A jugar como los chicos ...
Por Marcelo Vivo

Quienes pasamos largamente los 40 y los 50 recordamos con nostalgia aquellas tardes en el barrio, o en la escuela, o donde hubiese un espacio libre para tirarnos al piso y lanzar nuestro autito con cucharita lo más lejos y derecho posible.

Claro, ya no sería tiempo de hacerlo, el trabajo, las ocupaciones, las obligaciones, o que ya no hay escuela a la que concurrir o barrio, y tampoco demasiados espacios libres en la ciudad nos fueron dejando sin juego.

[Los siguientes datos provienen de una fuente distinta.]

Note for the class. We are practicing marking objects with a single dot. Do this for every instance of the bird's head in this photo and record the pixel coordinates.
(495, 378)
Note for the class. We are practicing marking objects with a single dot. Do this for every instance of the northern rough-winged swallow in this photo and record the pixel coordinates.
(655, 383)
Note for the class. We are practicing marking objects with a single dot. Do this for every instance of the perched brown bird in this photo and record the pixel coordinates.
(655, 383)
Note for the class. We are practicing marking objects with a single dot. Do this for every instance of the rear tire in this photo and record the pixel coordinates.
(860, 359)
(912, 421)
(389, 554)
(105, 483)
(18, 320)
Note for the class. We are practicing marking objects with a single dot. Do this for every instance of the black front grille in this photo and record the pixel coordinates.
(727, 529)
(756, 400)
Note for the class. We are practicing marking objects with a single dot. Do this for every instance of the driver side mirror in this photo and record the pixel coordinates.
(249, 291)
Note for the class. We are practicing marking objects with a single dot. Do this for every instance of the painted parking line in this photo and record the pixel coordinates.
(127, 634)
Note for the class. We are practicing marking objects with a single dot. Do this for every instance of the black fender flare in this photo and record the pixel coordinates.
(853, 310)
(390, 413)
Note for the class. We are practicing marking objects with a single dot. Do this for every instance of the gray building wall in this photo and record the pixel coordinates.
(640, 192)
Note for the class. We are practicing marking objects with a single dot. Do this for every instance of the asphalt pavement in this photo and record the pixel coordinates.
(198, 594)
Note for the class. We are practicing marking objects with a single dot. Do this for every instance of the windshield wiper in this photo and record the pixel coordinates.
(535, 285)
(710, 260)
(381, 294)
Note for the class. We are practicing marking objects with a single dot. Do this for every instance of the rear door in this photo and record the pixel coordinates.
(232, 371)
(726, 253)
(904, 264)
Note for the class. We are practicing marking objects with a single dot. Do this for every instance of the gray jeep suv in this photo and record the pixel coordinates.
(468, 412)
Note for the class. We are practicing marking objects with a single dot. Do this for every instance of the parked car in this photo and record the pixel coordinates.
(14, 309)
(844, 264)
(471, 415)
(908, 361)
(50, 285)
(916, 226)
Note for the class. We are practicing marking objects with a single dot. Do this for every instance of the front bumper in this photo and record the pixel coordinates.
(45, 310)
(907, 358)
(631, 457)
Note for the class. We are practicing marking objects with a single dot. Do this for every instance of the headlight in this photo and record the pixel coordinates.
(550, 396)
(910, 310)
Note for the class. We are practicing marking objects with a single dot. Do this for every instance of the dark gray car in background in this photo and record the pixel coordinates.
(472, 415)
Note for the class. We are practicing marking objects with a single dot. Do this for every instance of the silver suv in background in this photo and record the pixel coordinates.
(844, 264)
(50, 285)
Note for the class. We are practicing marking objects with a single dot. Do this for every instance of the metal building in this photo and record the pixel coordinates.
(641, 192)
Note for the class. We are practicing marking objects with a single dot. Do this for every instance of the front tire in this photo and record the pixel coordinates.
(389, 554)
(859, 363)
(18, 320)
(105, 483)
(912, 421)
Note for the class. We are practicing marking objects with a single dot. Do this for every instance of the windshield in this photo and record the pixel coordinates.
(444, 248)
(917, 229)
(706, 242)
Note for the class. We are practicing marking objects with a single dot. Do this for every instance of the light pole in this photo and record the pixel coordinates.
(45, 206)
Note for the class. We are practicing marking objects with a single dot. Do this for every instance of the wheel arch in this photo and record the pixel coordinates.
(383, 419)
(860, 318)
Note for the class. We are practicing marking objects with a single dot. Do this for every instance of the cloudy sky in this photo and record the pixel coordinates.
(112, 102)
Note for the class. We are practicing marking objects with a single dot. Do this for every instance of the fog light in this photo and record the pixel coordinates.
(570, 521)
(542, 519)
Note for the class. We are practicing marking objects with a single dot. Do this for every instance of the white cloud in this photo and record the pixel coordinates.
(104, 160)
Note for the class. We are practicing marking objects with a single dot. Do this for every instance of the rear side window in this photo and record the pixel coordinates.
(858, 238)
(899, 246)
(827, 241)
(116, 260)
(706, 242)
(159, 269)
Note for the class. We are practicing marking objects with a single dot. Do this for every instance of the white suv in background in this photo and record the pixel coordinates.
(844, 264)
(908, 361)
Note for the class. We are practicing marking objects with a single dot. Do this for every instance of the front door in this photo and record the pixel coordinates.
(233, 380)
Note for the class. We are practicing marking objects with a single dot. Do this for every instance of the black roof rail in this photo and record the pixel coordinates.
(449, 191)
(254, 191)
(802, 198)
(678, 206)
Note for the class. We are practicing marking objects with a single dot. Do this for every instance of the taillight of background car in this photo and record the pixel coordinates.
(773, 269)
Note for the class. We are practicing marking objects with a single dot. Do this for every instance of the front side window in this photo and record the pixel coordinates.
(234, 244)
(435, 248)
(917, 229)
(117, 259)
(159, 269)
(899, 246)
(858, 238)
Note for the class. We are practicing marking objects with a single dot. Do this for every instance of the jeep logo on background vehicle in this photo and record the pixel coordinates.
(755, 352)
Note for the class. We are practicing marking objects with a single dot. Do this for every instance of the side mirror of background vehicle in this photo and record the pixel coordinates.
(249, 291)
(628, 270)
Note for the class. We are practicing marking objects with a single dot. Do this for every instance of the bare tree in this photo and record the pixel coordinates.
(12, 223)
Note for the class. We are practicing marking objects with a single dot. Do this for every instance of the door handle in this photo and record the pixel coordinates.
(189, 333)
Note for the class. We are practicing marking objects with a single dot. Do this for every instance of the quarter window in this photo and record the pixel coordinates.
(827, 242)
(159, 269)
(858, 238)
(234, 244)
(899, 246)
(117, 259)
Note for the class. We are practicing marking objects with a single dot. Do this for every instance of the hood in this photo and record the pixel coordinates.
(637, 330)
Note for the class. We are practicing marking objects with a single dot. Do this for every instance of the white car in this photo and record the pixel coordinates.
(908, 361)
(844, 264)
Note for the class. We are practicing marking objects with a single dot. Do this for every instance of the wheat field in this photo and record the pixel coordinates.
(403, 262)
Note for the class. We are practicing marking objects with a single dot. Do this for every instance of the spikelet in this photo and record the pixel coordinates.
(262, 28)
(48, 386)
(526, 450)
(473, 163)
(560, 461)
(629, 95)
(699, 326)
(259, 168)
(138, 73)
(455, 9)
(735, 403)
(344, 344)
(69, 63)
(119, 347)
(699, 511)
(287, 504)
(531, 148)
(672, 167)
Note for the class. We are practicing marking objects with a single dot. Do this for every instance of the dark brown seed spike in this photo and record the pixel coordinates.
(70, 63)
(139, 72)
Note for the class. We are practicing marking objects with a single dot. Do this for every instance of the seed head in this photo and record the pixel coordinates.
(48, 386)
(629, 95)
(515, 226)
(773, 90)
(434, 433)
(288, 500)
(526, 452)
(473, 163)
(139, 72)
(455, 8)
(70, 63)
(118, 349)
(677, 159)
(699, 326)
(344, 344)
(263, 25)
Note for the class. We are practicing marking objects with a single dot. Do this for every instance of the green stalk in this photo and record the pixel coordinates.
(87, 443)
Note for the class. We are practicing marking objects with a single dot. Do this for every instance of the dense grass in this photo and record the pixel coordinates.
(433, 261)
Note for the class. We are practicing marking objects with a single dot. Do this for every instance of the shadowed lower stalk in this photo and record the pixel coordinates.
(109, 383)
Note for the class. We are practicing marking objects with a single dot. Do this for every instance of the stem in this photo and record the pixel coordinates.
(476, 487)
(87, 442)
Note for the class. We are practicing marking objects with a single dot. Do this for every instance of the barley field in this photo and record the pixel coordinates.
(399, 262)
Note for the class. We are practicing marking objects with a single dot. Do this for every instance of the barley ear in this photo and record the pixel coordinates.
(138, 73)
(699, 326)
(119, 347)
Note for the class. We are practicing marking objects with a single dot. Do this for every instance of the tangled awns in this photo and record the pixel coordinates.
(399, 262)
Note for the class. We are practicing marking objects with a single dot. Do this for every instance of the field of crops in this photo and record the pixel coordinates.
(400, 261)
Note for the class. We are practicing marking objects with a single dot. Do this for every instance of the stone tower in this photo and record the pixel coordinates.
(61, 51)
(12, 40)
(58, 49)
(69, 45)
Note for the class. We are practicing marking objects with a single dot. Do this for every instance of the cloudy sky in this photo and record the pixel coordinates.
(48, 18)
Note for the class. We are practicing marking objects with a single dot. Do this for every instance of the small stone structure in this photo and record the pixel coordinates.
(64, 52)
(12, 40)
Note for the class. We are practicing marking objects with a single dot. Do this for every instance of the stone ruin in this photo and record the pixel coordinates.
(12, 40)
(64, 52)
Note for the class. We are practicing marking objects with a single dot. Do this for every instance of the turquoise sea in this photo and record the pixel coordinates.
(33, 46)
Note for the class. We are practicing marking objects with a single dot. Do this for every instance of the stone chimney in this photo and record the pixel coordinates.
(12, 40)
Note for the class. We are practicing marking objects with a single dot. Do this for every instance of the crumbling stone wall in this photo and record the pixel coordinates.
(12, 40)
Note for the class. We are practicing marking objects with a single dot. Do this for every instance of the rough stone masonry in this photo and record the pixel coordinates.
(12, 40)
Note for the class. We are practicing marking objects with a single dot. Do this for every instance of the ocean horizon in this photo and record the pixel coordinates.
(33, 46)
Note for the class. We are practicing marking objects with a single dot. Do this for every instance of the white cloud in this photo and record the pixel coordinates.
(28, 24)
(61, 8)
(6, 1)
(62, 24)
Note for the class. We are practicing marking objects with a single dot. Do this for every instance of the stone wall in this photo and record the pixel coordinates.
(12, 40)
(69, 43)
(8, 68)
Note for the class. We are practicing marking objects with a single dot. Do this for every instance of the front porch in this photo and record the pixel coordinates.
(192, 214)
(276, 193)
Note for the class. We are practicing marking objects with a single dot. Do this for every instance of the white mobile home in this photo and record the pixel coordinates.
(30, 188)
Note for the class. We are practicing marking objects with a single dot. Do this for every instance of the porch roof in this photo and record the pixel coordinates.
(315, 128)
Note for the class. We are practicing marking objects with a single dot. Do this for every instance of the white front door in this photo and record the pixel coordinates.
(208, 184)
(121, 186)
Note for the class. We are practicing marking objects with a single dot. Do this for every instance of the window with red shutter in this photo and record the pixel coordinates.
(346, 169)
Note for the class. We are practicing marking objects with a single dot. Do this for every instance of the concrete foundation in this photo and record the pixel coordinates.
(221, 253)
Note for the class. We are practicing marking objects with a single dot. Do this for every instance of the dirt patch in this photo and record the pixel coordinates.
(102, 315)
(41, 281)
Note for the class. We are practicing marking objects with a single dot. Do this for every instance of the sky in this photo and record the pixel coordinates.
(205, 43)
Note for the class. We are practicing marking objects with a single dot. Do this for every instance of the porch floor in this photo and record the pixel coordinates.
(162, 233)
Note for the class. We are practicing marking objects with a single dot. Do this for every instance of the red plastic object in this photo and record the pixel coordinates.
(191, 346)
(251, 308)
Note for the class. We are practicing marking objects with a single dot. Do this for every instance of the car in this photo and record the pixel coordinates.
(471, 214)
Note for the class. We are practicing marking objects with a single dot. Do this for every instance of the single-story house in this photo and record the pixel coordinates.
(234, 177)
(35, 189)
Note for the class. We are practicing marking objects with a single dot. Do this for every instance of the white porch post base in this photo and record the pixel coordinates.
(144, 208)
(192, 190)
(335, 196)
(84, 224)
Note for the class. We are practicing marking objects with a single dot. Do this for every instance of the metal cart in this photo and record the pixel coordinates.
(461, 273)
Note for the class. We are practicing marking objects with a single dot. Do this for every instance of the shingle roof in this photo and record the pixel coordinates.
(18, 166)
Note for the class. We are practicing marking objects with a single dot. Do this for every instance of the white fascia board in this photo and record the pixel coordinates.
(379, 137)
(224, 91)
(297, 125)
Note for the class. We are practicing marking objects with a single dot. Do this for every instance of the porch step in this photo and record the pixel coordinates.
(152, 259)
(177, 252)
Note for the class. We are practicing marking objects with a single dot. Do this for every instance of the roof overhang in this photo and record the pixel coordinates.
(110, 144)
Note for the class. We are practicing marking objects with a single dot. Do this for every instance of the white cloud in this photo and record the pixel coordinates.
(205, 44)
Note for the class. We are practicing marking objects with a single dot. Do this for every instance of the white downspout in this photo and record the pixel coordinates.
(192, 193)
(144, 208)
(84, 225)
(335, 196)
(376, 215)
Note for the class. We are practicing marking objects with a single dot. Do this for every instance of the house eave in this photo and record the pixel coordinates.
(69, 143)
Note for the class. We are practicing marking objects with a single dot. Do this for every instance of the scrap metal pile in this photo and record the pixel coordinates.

También la electrónica, lo virtual, lo individual, los juegos en red que suman a miles que no se conocen, le fueron quitando espacio a las carreritas de autitos de verdad. No me opongo a la tecnología, la uso como la mayoría, y nos ha hecho mejor la vida en muchísimos aspectos, quién puede dudarlo, es que hablo de otra cosa.

 

Pero, desde hace algunos años, varios no tan pibes nos hemos juntado en el Parque Rivadavia en Caballito, a veces en el Chacabuco, y hasta en el Autódromo de Buenos Aires, nuestra máxima “catedral”, para reflotar este juego artesanal y lo estamos logrando.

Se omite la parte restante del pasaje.